- Course: MA Terrorism, Security and Insurgency
- Nationality: British
Please tell us a bit about yourself, where you are from, your background etc?
I am originally from Newcastle and came to Leeds to study in 2013, where I did my bachelors in German and International Relations. I then decided to stay on at Leeds to do my MA as I had such a great experience.
What made you want to apply to your course and to Leeds?
Having studied terrorism a lot at undergraduate, I thought this MA sounded great. When applying for other MAs across the country, many of the ones on terrorism did not include insurgency, as this one does, and so I thought it would be a great opportunity to study security issues through this lens, which is not as widely offered across the country. I also chose to stay studying in Leeds and in the POLIS department, as I had such good experience at undergraduate, and knew that the department offers loads of support, great opportunities, and a really high standard of teaching. The 10% discount for alumni was also a great bonus!
What is it that makes you passionate about your area of study?
Because terrorism is a relatively new phenomenon, it always feels very current and therefore really interesting. More broadly with a course like this or any in the school of politics, the nature of what we’re studying changes all the time, so there’s always opportunity to be cutting edge and really exploring new elements to world politics. This makes studying so much more interesting, and therefore personally makes me more passionate about it, as I want to find out more and more.
What do you think of your course so far – what aspects of the course have you enjoyed the most or are looking forward to the most?
The course content is really good, and I think that has been the highlight so far. Studying things I did not really know much about before, such as the connection between world politics and popular culture, in the PIED 5547M module. The teaching has also been really good in the course, and lecturers have always gone above and beyond in supporting student learning, and new ideas across the modules.
What would you say about the learning facilities in the School and at the University in general?
The amount of learning facilities at the University are great. With 4 libraries, there’s so much access to information, and spaces to learn it’s really useful. The POLIS department itself provides great spaces to work and share ideas and also puts on a great deal of extra-curricular opportunities such as guest speakers and careers help, which add to the learning experience. Lecturers are also really keen to share new ideas they’re working on whether formally or informally, which also makes for a great learning environment.
How do you find the student support in the School?
Student support in the school is absolutely amazing, the department has ran campaigns which push for extra support for students in terms of mental health and stress, which I think is a great step forward in supporting students as best as possible. In terms of academic support, this too is great, and often lecturers put on ‘office hours’ and drop-in sessions outside of term time, or normal working hours to help students learn better and achieve more.
What other activities are available for students to take part in outside of their studies, and which ones have you tried out yourself? (e.g. Clubs & Societies/activities in the School).
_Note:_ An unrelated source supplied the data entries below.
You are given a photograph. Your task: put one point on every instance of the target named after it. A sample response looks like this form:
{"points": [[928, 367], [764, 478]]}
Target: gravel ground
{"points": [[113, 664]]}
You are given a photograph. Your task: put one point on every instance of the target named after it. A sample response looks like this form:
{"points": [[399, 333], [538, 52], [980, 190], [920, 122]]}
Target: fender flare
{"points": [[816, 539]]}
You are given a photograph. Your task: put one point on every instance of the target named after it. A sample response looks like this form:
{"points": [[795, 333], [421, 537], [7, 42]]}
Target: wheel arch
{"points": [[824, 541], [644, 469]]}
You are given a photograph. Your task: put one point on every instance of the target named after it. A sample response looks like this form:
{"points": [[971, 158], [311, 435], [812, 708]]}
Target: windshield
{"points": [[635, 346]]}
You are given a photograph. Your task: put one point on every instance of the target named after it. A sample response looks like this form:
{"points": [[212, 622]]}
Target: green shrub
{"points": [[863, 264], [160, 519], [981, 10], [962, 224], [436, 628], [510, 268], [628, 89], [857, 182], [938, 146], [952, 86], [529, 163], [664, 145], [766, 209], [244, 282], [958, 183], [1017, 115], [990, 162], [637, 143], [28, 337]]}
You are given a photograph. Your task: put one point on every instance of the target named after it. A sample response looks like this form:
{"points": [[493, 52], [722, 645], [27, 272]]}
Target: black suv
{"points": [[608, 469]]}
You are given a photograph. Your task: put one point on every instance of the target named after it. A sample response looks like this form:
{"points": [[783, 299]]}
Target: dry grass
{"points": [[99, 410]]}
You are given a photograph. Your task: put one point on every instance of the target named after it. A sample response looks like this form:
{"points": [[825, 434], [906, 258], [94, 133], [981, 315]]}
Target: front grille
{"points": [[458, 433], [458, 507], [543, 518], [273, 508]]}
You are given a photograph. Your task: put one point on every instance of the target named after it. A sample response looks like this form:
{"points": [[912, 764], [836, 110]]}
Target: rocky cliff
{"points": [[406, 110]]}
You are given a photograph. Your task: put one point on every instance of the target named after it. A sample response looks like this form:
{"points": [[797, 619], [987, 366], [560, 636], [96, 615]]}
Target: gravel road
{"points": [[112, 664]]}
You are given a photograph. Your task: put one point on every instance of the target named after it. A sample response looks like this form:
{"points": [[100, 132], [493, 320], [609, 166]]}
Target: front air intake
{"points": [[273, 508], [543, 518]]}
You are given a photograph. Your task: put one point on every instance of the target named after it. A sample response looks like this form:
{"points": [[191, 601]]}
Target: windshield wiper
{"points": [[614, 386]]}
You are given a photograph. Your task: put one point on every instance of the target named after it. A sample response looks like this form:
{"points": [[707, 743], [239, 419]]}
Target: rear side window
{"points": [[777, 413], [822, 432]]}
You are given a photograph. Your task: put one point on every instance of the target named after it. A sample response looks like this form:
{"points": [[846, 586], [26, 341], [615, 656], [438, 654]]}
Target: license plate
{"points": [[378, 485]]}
The University, in general, has so many societies to join, that anyone would be struggling not to find at least one they would enjoy. Personally, I was a member of the German society and POLIS society at undergraduate, and have continued to be a member of POLIS this year. In the school, activities are organized all the time, as a way to make students feel more included as part of a department community. These include community events every term, events specific to international students, as well as a range of sports and activities to make everyone feel like more of a community. As the course rep for my course, I have been present in a lot of the meetings arranging these events, and a lot of effort goes into making everyone feel welcome within the POLIS department.
What do you think about Leeds as a city?
Leeds is a great place to be a student and having been here for almost five years, I can comfortably say there’s not just something for everyone, but also more things to be discovered the longer you stay here. Student areas of Hyde Park and Headingley are really great social areas with loads of good bars and places to have fun. The city centre itself is also great and has loads of good bars, clubs and places to enjoy yourself. The city’s also big enough to have everything you need, but not too big that you feel lost, as maybe would be the case in London or Manchester
What would you say to anyone thinking of applying to your course?
That it’s a great course, and you can edit it to fit your interests in the field of security studies really well. There’s a broad range of approaches you can take to study what you really find interesting. All in all, it’s a very interesting course and I would recommend it to anyone thinking of studying security studies, or even who just has an interest in politics and international relations.
What do you plan to do once you’ve finished your course? What are your career aspirations?
At present, I’m still a little unsure of my exact career direction, but I am considering further study, and looking for PhD opportunities, and also considering a career in the PREVENT programme, which deals with preventing terrorism and radicalization taking place in the UK.